De chaque dieu on commémore le jour de naissance et le jour de mort. Il est des dieux et des déesses, la déesse de Pardon, par exemple, à qui l’on a consacré une demi-douzaine de jours. Nous avons un grand nombre de divinités qui sont d’illustres personnages d’autrefois et à qui on a voué un culte.

Toute la nation les honore. Chaque cité, chaque village, chaque hameau possède un nombre de divinités locales qui sont ses protecteurs spéciaux.

Il est heureux pour les dites idoles, que leurs dévots aient une naturelle passion pour les cérémonies, le faste et l’apparat ; car, sans cela, l’idolâtrie exercerait peu d’attrait sur la foule.
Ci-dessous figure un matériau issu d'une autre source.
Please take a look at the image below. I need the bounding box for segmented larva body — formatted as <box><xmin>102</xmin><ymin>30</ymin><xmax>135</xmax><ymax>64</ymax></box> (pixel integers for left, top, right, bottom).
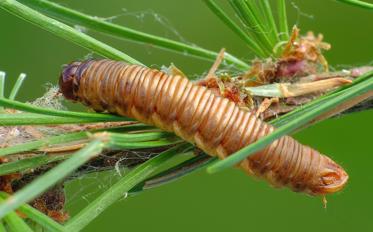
<box><xmin>59</xmin><ymin>59</ymin><xmax>348</xmax><ymax>195</ymax></box>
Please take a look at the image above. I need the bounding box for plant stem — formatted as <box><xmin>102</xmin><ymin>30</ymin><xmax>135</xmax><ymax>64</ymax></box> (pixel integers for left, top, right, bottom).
<box><xmin>0</xmin><ymin>126</ymin><xmax>172</xmax><ymax>157</ymax></box>
<box><xmin>336</xmin><ymin>0</ymin><xmax>373</xmax><ymax>9</ymax></box>
<box><xmin>0</xmin><ymin>130</ymin><xmax>88</xmax><ymax>157</ymax></box>
<box><xmin>0</xmin><ymin>154</ymin><xmax>68</xmax><ymax>176</ymax></box>
<box><xmin>0</xmin><ymin>0</ymin><xmax>142</xmax><ymax>65</ymax></box>
<box><xmin>277</xmin><ymin>0</ymin><xmax>289</xmax><ymax>41</ymax></box>
<box><xmin>0</xmin><ymin>97</ymin><xmax>129</xmax><ymax>121</ymax></box>
<box><xmin>229</xmin><ymin>0</ymin><xmax>274</xmax><ymax>53</ymax></box>
<box><xmin>271</xmin><ymin>70</ymin><xmax>373</xmax><ymax>127</ymax></box>
<box><xmin>8</xmin><ymin>73</ymin><xmax>26</xmax><ymax>100</ymax></box>
<box><xmin>258</xmin><ymin>0</ymin><xmax>279</xmax><ymax>42</ymax></box>
<box><xmin>0</xmin><ymin>197</ymin><xmax>34</xmax><ymax>232</ymax></box>
<box><xmin>19</xmin><ymin>0</ymin><xmax>249</xmax><ymax>70</ymax></box>
<box><xmin>203</xmin><ymin>0</ymin><xmax>268</xmax><ymax>57</ymax></box>
<box><xmin>244</xmin><ymin>0</ymin><xmax>277</xmax><ymax>46</ymax></box>
<box><xmin>105</xmin><ymin>131</ymin><xmax>181</xmax><ymax>149</ymax></box>
<box><xmin>131</xmin><ymin>153</ymin><xmax>214</xmax><ymax>194</ymax></box>
<box><xmin>107</xmin><ymin>131</ymin><xmax>174</xmax><ymax>142</ymax></box>
<box><xmin>0</xmin><ymin>72</ymin><xmax>5</xmax><ymax>111</ymax></box>
<box><xmin>0</xmin><ymin>72</ymin><xmax>4</xmax><ymax>99</ymax></box>
<box><xmin>2</xmin><ymin>212</ymin><xmax>33</xmax><ymax>232</ymax></box>
<box><xmin>0</xmin><ymin>113</ymin><xmax>121</xmax><ymax>125</ymax></box>
<box><xmin>0</xmin><ymin>221</ymin><xmax>5</xmax><ymax>232</ymax></box>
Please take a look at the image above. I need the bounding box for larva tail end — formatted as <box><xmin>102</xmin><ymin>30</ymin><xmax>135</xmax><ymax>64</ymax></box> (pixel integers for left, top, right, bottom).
<box><xmin>59</xmin><ymin>61</ymin><xmax>82</xmax><ymax>101</ymax></box>
<box><xmin>312</xmin><ymin>157</ymin><xmax>349</xmax><ymax>195</ymax></box>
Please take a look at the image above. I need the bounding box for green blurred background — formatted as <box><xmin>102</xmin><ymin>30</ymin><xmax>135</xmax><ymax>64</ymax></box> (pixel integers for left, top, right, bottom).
<box><xmin>0</xmin><ymin>0</ymin><xmax>372</xmax><ymax>231</ymax></box>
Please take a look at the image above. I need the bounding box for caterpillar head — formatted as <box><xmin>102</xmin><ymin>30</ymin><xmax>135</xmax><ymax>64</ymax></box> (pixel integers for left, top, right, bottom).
<box><xmin>59</xmin><ymin>61</ymin><xmax>83</xmax><ymax>101</ymax></box>
<box><xmin>311</xmin><ymin>156</ymin><xmax>349</xmax><ymax>195</ymax></box>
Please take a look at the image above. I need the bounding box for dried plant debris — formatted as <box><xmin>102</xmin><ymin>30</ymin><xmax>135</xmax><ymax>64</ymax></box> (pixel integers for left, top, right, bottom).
<box><xmin>197</xmin><ymin>27</ymin><xmax>371</xmax><ymax>121</ymax></box>
<box><xmin>12</xmin><ymin>170</ymin><xmax>69</xmax><ymax>222</ymax></box>
<box><xmin>0</xmin><ymin>158</ymin><xmax>22</xmax><ymax>194</ymax></box>
<box><xmin>0</xmin><ymin>155</ymin><xmax>68</xmax><ymax>221</ymax></box>
<box><xmin>29</xmin><ymin>85</ymin><xmax>66</xmax><ymax>111</ymax></box>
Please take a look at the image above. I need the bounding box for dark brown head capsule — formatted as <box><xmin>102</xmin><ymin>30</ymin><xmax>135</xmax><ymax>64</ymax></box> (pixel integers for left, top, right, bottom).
<box><xmin>59</xmin><ymin>61</ymin><xmax>85</xmax><ymax>101</ymax></box>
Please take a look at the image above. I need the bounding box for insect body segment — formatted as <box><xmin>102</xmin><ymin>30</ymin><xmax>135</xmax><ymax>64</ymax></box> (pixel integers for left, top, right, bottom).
<box><xmin>59</xmin><ymin>59</ymin><xmax>348</xmax><ymax>195</ymax></box>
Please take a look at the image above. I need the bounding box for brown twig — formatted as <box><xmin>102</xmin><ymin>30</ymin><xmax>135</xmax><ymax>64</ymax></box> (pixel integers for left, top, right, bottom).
<box><xmin>205</xmin><ymin>48</ymin><xmax>226</xmax><ymax>80</ymax></box>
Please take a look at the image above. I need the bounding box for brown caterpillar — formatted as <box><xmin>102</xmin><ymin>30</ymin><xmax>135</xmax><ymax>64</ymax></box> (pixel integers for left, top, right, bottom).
<box><xmin>59</xmin><ymin>59</ymin><xmax>348</xmax><ymax>196</ymax></box>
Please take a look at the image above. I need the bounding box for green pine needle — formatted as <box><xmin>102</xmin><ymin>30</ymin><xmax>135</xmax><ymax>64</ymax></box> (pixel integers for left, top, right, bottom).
<box><xmin>0</xmin><ymin>0</ymin><xmax>142</xmax><ymax>65</ymax></box>
<box><xmin>0</xmin><ymin>130</ymin><xmax>89</xmax><ymax>157</ymax></box>
<box><xmin>0</xmin><ymin>72</ymin><xmax>5</xmax><ymax>111</ymax></box>
<box><xmin>0</xmin><ymin>113</ymin><xmax>121</xmax><ymax>125</ymax></box>
<box><xmin>131</xmin><ymin>153</ymin><xmax>214</xmax><ymax>194</ymax></box>
<box><xmin>229</xmin><ymin>0</ymin><xmax>274</xmax><ymax>53</ymax></box>
<box><xmin>0</xmin><ymin>126</ymin><xmax>168</xmax><ymax>157</ymax></box>
<box><xmin>2</xmin><ymin>213</ymin><xmax>33</xmax><ymax>232</ymax></box>
<box><xmin>258</xmin><ymin>0</ymin><xmax>280</xmax><ymax>43</ymax></box>
<box><xmin>0</xmin><ymin>197</ymin><xmax>33</xmax><ymax>232</ymax></box>
<box><xmin>0</xmin><ymin>72</ymin><xmax>5</xmax><ymax>99</ymax></box>
<box><xmin>336</xmin><ymin>0</ymin><xmax>373</xmax><ymax>9</ymax></box>
<box><xmin>0</xmin><ymin>97</ymin><xmax>130</xmax><ymax>122</ymax></box>
<box><xmin>0</xmin><ymin>154</ymin><xmax>68</xmax><ymax>176</ymax></box>
<box><xmin>8</xmin><ymin>73</ymin><xmax>26</xmax><ymax>100</ymax></box>
<box><xmin>277</xmin><ymin>0</ymin><xmax>289</xmax><ymax>41</ymax></box>
<box><xmin>203</xmin><ymin>0</ymin><xmax>269</xmax><ymax>57</ymax></box>
<box><xmin>19</xmin><ymin>0</ymin><xmax>249</xmax><ymax>70</ymax></box>
<box><xmin>0</xmin><ymin>221</ymin><xmax>6</xmax><ymax>232</ymax></box>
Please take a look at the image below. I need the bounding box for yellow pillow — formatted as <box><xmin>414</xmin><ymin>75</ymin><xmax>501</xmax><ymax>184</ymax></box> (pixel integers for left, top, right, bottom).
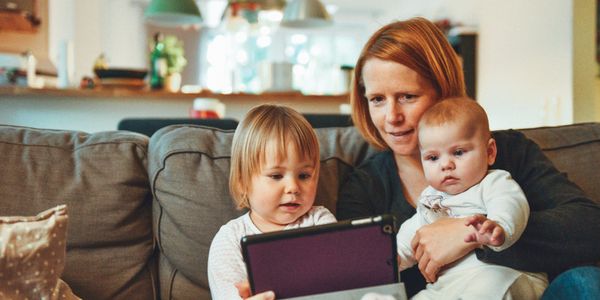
<box><xmin>0</xmin><ymin>205</ymin><xmax>80</xmax><ymax>299</ymax></box>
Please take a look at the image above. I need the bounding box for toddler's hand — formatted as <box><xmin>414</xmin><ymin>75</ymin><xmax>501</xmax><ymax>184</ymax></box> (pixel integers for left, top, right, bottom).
<box><xmin>464</xmin><ymin>214</ymin><xmax>505</xmax><ymax>247</ymax></box>
<box><xmin>236</xmin><ymin>281</ymin><xmax>275</xmax><ymax>300</ymax></box>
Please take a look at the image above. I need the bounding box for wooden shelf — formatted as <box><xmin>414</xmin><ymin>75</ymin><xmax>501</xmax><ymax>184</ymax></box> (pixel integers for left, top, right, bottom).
<box><xmin>0</xmin><ymin>86</ymin><xmax>349</xmax><ymax>102</ymax></box>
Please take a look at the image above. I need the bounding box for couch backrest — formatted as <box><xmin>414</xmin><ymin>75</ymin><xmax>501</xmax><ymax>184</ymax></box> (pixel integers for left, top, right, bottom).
<box><xmin>149</xmin><ymin>122</ymin><xmax>600</xmax><ymax>299</ymax></box>
<box><xmin>520</xmin><ymin>123</ymin><xmax>600</xmax><ymax>205</ymax></box>
<box><xmin>4</xmin><ymin>121</ymin><xmax>597</xmax><ymax>299</ymax></box>
<box><xmin>0</xmin><ymin>125</ymin><xmax>157</xmax><ymax>300</ymax></box>
<box><xmin>148</xmin><ymin>125</ymin><xmax>375</xmax><ymax>299</ymax></box>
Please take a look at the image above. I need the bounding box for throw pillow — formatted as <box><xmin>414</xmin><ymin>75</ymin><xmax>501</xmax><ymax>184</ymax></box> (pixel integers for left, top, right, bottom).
<box><xmin>0</xmin><ymin>204</ymin><xmax>80</xmax><ymax>300</ymax></box>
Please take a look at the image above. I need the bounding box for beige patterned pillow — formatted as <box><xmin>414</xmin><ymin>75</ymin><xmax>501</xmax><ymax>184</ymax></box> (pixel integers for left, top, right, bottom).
<box><xmin>0</xmin><ymin>205</ymin><xmax>80</xmax><ymax>300</ymax></box>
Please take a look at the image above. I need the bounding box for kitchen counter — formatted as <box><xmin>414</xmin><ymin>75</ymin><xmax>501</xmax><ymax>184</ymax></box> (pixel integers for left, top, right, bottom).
<box><xmin>0</xmin><ymin>86</ymin><xmax>350</xmax><ymax>133</ymax></box>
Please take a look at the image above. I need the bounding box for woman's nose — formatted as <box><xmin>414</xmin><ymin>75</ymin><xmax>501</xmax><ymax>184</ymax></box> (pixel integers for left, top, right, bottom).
<box><xmin>385</xmin><ymin>100</ymin><xmax>404</xmax><ymax>124</ymax></box>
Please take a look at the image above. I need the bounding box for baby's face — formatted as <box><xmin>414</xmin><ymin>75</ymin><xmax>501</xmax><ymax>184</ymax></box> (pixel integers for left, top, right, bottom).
<box><xmin>419</xmin><ymin>122</ymin><xmax>496</xmax><ymax>195</ymax></box>
<box><xmin>247</xmin><ymin>141</ymin><xmax>318</xmax><ymax>232</ymax></box>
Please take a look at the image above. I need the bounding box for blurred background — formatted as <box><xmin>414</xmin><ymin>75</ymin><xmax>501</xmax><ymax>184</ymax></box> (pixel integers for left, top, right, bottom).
<box><xmin>0</xmin><ymin>0</ymin><xmax>597</xmax><ymax>132</ymax></box>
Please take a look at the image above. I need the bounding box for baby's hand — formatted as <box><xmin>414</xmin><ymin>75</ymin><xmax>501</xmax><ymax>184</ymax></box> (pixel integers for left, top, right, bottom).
<box><xmin>464</xmin><ymin>215</ymin><xmax>505</xmax><ymax>247</ymax></box>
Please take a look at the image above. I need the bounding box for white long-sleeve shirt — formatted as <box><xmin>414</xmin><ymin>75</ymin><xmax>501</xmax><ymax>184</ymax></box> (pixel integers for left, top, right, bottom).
<box><xmin>207</xmin><ymin>206</ymin><xmax>336</xmax><ymax>300</ymax></box>
<box><xmin>397</xmin><ymin>169</ymin><xmax>530</xmax><ymax>274</ymax></box>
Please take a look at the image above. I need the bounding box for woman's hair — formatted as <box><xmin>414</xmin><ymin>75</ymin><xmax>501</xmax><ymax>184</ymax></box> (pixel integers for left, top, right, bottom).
<box><xmin>229</xmin><ymin>104</ymin><xmax>320</xmax><ymax>209</ymax></box>
<box><xmin>419</xmin><ymin>97</ymin><xmax>491</xmax><ymax>141</ymax></box>
<box><xmin>351</xmin><ymin>17</ymin><xmax>467</xmax><ymax>149</ymax></box>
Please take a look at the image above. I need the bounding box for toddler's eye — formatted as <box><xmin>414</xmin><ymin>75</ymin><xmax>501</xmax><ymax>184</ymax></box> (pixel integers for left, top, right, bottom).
<box><xmin>454</xmin><ymin>149</ymin><xmax>465</xmax><ymax>156</ymax></box>
<box><xmin>299</xmin><ymin>173</ymin><xmax>312</xmax><ymax>180</ymax></box>
<box><xmin>268</xmin><ymin>174</ymin><xmax>283</xmax><ymax>180</ymax></box>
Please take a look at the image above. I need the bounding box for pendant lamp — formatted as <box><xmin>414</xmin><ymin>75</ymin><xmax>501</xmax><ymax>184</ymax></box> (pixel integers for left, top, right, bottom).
<box><xmin>145</xmin><ymin>0</ymin><xmax>203</xmax><ymax>27</ymax></box>
<box><xmin>281</xmin><ymin>0</ymin><xmax>331</xmax><ymax>28</ymax></box>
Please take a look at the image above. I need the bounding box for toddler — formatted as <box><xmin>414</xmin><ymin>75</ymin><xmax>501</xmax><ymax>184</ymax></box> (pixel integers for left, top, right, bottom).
<box><xmin>207</xmin><ymin>104</ymin><xmax>336</xmax><ymax>299</ymax></box>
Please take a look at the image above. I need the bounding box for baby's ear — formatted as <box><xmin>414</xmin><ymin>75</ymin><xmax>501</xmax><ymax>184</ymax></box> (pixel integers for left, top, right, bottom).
<box><xmin>487</xmin><ymin>138</ymin><xmax>497</xmax><ymax>166</ymax></box>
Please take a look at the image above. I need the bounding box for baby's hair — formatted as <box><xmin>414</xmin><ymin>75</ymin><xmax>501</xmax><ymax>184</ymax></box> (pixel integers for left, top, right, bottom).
<box><xmin>419</xmin><ymin>97</ymin><xmax>491</xmax><ymax>140</ymax></box>
<box><xmin>229</xmin><ymin>104</ymin><xmax>320</xmax><ymax>209</ymax></box>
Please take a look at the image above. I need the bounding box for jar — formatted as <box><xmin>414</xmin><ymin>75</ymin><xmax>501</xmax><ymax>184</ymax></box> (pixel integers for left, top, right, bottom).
<box><xmin>190</xmin><ymin>98</ymin><xmax>225</xmax><ymax>119</ymax></box>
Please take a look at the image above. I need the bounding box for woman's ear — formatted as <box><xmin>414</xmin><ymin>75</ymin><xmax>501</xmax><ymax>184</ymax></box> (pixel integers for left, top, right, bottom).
<box><xmin>487</xmin><ymin>138</ymin><xmax>497</xmax><ymax>166</ymax></box>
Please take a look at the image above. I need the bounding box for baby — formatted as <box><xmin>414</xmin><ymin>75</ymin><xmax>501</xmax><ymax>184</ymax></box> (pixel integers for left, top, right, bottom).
<box><xmin>397</xmin><ymin>97</ymin><xmax>548</xmax><ymax>299</ymax></box>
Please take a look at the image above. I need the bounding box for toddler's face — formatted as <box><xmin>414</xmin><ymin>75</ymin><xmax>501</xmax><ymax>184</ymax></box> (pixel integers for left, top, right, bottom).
<box><xmin>419</xmin><ymin>122</ymin><xmax>496</xmax><ymax>195</ymax></box>
<box><xmin>247</xmin><ymin>141</ymin><xmax>318</xmax><ymax>232</ymax></box>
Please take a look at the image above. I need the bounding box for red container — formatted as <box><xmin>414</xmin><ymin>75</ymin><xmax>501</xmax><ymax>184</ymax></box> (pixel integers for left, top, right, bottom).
<box><xmin>190</xmin><ymin>98</ymin><xmax>225</xmax><ymax>119</ymax></box>
<box><xmin>190</xmin><ymin>109</ymin><xmax>220</xmax><ymax>119</ymax></box>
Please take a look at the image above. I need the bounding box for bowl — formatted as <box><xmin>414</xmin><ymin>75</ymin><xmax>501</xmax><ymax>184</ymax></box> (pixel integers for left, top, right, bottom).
<box><xmin>94</xmin><ymin>68</ymin><xmax>148</xmax><ymax>79</ymax></box>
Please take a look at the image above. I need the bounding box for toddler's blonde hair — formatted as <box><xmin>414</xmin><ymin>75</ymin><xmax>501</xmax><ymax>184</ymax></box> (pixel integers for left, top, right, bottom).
<box><xmin>229</xmin><ymin>104</ymin><xmax>320</xmax><ymax>209</ymax></box>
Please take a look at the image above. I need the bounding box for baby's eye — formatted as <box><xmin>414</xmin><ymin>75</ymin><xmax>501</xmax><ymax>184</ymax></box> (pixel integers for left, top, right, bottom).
<box><xmin>425</xmin><ymin>155</ymin><xmax>438</xmax><ymax>162</ymax></box>
<box><xmin>299</xmin><ymin>172</ymin><xmax>312</xmax><ymax>180</ymax></box>
<box><xmin>454</xmin><ymin>149</ymin><xmax>465</xmax><ymax>156</ymax></box>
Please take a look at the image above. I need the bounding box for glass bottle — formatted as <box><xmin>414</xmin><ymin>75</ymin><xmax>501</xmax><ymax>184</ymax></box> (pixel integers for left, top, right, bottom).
<box><xmin>149</xmin><ymin>32</ymin><xmax>167</xmax><ymax>90</ymax></box>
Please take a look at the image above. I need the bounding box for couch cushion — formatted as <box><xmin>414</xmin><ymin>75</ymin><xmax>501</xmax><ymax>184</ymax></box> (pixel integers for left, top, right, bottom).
<box><xmin>148</xmin><ymin>125</ymin><xmax>374</xmax><ymax>299</ymax></box>
<box><xmin>520</xmin><ymin>123</ymin><xmax>600</xmax><ymax>205</ymax></box>
<box><xmin>0</xmin><ymin>125</ymin><xmax>156</xmax><ymax>300</ymax></box>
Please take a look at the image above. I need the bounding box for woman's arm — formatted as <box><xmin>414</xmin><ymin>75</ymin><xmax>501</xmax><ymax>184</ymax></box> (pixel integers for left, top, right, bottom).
<box><xmin>411</xmin><ymin>217</ymin><xmax>480</xmax><ymax>282</ymax></box>
<box><xmin>479</xmin><ymin>130</ymin><xmax>600</xmax><ymax>276</ymax></box>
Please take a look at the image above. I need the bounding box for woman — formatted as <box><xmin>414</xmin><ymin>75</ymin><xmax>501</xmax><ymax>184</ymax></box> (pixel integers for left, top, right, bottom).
<box><xmin>239</xmin><ymin>17</ymin><xmax>600</xmax><ymax>299</ymax></box>
<box><xmin>336</xmin><ymin>17</ymin><xmax>600</xmax><ymax>298</ymax></box>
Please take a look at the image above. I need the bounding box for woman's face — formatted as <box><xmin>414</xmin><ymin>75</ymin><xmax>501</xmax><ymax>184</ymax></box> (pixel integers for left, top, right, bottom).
<box><xmin>362</xmin><ymin>58</ymin><xmax>439</xmax><ymax>156</ymax></box>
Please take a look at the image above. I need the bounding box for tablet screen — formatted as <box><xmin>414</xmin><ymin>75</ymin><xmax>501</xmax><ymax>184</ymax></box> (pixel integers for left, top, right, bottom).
<box><xmin>242</xmin><ymin>215</ymin><xmax>398</xmax><ymax>298</ymax></box>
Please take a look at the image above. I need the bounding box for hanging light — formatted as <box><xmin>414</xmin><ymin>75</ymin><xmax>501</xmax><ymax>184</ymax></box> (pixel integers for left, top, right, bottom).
<box><xmin>145</xmin><ymin>0</ymin><xmax>203</xmax><ymax>27</ymax></box>
<box><xmin>281</xmin><ymin>0</ymin><xmax>331</xmax><ymax>28</ymax></box>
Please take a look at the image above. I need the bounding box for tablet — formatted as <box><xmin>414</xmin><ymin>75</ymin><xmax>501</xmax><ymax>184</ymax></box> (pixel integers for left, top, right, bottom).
<box><xmin>241</xmin><ymin>215</ymin><xmax>399</xmax><ymax>298</ymax></box>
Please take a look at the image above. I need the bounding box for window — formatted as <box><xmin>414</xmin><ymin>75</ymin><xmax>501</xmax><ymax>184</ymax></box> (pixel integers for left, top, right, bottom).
<box><xmin>199</xmin><ymin>10</ymin><xmax>366</xmax><ymax>95</ymax></box>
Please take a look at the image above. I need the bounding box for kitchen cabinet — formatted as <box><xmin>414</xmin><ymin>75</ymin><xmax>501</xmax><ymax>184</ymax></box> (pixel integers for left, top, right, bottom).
<box><xmin>449</xmin><ymin>31</ymin><xmax>477</xmax><ymax>99</ymax></box>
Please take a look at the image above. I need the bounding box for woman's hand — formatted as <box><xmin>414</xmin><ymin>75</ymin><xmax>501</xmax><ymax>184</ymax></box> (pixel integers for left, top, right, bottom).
<box><xmin>410</xmin><ymin>217</ymin><xmax>479</xmax><ymax>282</ymax></box>
<box><xmin>236</xmin><ymin>281</ymin><xmax>275</xmax><ymax>300</ymax></box>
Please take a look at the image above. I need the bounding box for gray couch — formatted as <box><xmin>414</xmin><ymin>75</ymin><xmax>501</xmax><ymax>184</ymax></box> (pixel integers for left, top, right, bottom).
<box><xmin>2</xmin><ymin>122</ymin><xmax>599</xmax><ymax>299</ymax></box>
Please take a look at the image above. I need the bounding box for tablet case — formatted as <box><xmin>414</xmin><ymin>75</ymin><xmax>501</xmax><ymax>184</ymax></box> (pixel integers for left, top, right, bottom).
<box><xmin>241</xmin><ymin>215</ymin><xmax>398</xmax><ymax>298</ymax></box>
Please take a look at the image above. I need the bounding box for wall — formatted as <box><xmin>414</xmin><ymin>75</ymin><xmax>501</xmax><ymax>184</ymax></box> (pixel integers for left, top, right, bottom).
<box><xmin>477</xmin><ymin>0</ymin><xmax>574</xmax><ymax>129</ymax></box>
<box><xmin>573</xmin><ymin>0</ymin><xmax>599</xmax><ymax>123</ymax></box>
<box><xmin>376</xmin><ymin>0</ymin><xmax>592</xmax><ymax>129</ymax></box>
<box><xmin>0</xmin><ymin>94</ymin><xmax>346</xmax><ymax>133</ymax></box>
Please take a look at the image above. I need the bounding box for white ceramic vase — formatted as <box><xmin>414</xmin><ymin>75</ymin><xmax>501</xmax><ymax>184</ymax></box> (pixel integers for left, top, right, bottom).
<box><xmin>165</xmin><ymin>72</ymin><xmax>182</xmax><ymax>93</ymax></box>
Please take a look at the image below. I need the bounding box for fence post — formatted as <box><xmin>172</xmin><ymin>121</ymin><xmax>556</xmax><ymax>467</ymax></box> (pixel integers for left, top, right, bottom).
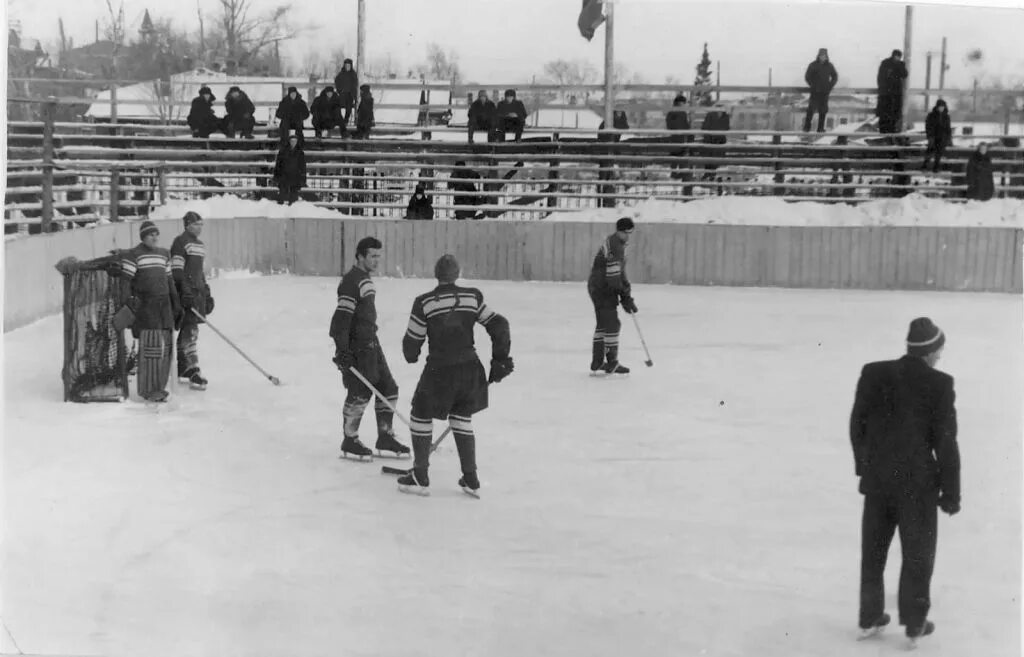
<box><xmin>110</xmin><ymin>84</ymin><xmax>118</xmax><ymax>125</ymax></box>
<box><xmin>41</xmin><ymin>98</ymin><xmax>57</xmax><ymax>232</ymax></box>
<box><xmin>547</xmin><ymin>154</ymin><xmax>560</xmax><ymax>209</ymax></box>
<box><xmin>157</xmin><ymin>166</ymin><xmax>167</xmax><ymax>204</ymax></box>
<box><xmin>110</xmin><ymin>167</ymin><xmax>120</xmax><ymax>221</ymax></box>
<box><xmin>772</xmin><ymin>133</ymin><xmax>784</xmax><ymax>196</ymax></box>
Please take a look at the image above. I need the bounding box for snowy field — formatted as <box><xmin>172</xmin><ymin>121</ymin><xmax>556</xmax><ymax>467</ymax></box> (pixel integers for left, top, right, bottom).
<box><xmin>2</xmin><ymin>275</ymin><xmax>1021</xmax><ymax>657</ymax></box>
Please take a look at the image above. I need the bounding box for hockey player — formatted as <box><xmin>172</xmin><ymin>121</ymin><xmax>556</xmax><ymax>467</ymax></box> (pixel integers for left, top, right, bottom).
<box><xmin>171</xmin><ymin>211</ymin><xmax>214</xmax><ymax>390</ymax></box>
<box><xmin>849</xmin><ymin>317</ymin><xmax>960</xmax><ymax>646</ymax></box>
<box><xmin>329</xmin><ymin>236</ymin><xmax>410</xmax><ymax>459</ymax></box>
<box><xmin>587</xmin><ymin>217</ymin><xmax>638</xmax><ymax>375</ymax></box>
<box><xmin>119</xmin><ymin>221</ymin><xmax>182</xmax><ymax>402</ymax></box>
<box><xmin>396</xmin><ymin>254</ymin><xmax>513</xmax><ymax>497</ymax></box>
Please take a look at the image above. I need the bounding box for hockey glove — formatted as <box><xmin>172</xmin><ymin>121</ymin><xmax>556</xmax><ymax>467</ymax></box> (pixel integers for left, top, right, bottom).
<box><xmin>181</xmin><ymin>294</ymin><xmax>195</xmax><ymax>310</ymax></box>
<box><xmin>488</xmin><ymin>357</ymin><xmax>515</xmax><ymax>384</ymax></box>
<box><xmin>938</xmin><ymin>495</ymin><xmax>960</xmax><ymax>516</ymax></box>
<box><xmin>334</xmin><ymin>350</ymin><xmax>355</xmax><ymax>371</ymax></box>
<box><xmin>205</xmin><ymin>295</ymin><xmax>215</xmax><ymax>315</ymax></box>
<box><xmin>621</xmin><ymin>295</ymin><xmax>638</xmax><ymax>314</ymax></box>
Chaque année, l’on dépense des millions de dollars pour la célébration de ces fêtes. Pour la consécration d’un temple à Canton, il y a deux ans, l’on dépensa trente mille dollars. Comme j’assistai à ces fêtes réellement grandioses, je puis vous en donner une idée.

Pendant longtemps, un comité de citoyens avait recueilli des souscriptions chez les habitants de la ville et des environs. Plusieurs semaines avant que le temple ne fût terminé, l’on aménagea un vaste pavillon, construit principalement en bambou et tendu de nattes.

Le pavillon se trouvait juste en face du temple, tandis que d’autres plus petits, étaient construits tout autour et reliés aux bâtiment principal par des vélums.

Au milieu du grand pavillon s’élevait une haute tour, du plafond de laquelle pendait un dragon multicolore, aux innombrables écailles étincelantes, et qui entre, ses dents, tenait une corde qui soutenait un lustre énorme artistement sculpté et muni de trente-deux bras, tous hérissés de cierges allumés et ornés de petites glaces devant lesquelles des figurines automatiques sont mues par un mouvement d’horlogerie.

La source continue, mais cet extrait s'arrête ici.